PKD in humans usually causes hypertension (26, 27, 28), and cardiovascular disease is the most common cause of death for patients with PKD (29). In addition to hypertension, cardiovascular abnormalities, such as left ventricular hypertrophy, biventricular diastolic dysfunction, and impaired coronary flow velocity reserve, can develop (30). US is routinely used to rapidly measure common cardiovascular metrics like ejection fraction, stroke volume, and cardiac output. In future studies, it would be possible to measure TKV along with these cardiac metrics using the robotic US scanner evaluated herein.

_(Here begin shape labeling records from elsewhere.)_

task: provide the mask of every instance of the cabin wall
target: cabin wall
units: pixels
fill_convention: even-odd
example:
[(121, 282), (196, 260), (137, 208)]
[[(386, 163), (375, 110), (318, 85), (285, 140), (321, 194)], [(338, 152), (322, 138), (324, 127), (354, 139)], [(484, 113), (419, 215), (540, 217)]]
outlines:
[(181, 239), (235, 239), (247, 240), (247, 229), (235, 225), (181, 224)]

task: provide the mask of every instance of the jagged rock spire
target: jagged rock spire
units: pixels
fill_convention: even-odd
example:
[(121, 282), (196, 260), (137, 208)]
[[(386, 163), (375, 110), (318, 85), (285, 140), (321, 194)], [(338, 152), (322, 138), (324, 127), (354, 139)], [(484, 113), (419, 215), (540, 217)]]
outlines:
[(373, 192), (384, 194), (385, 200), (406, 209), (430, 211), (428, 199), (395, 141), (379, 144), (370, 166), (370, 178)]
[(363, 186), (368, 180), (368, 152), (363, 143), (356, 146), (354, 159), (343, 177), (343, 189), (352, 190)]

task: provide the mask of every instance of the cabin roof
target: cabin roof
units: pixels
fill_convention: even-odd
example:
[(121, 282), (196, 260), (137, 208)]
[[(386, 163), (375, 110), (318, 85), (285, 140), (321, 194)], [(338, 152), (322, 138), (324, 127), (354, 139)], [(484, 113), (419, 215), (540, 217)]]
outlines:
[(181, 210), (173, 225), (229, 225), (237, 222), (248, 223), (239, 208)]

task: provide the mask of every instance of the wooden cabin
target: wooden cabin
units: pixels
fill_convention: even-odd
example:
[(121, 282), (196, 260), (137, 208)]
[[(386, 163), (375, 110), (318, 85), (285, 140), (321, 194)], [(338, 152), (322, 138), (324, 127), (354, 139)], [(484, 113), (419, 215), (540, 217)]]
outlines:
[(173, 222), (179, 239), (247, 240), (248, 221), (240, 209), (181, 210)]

One issue that is often problematic with in vivo imaging is respiratory artifacts. In this study, animal respiration was not found to cause significant artifacts in US kidney scans. In Figure 1 (panel B1), horizontal lines are evident on the skin of the mouse where breaths occurred, but are miniscule on the kidneys. This is because, firstly, animals lay supine so the kidney displacement from lung expansion was negligible. Secondly, a high- and low-frequency scan was overlaid for segmentation, so the respiratory lines became less sharp. Based on these results, it does not appear that active respiration gating is necessary for accurate TKV measurement, which allows for a less complicated workflow and higher animal throughput.

There were several limitations to this study. First, the MRI and US imaging was not performed at the same facility, requiring mice to be shipped and acclimated, which incurred a time delay between imaging modalities. Although this delay was relatively short (20 days), it is conceivable that the kidney size may have changed, due to natural biologic progression, and reduced the agreement between MRI and US. Second, the MRI and US datasets were evaluated by different readers using different segmentation software packages, with no explicit training between the two. It is expected that, with improved training (e.g., developing a segmentation rubric), the correlation between MRI and US could increase beyond that reported in this study. Third, ex vivo kidney volume measurements were observed to have a time dependence with time of euthanasia (Supplemental Figure 5). In this study, all mice in cohort 2 were euthanized via isoflurane overdose followed by cervical dislocation, with kidney extraction times varying depending on the speed of the technician performing the necropsies. The first kidneys extracted had ex vivo volumes that measured smaller than in vivo volumes, whereas the last kidneys extracted (approximately 30 minutes posteuthanasia) had ex vivo volumes larger than the in vivo volume. This indicates that post-mortem changes may have had an effect on the correlation between in vivo and ex vivo measurements and highlights the importance of necropsy standardization. Fourth, this study only evaluated a small number of mice (N=30 kidneys between the two cohorts), so larger studies with a broader range of kidney sizes and disease pathologies (e.g., kidney fibrosis models) should be conducted in the future. Finally, serum and urinary biomarkers with PKD progression prediction similar to TKV, such as β2 microglobulin and monocyte chemoattractant protein-1 (31), were not measured in this study but would provide more detailed disease stratification in future studies.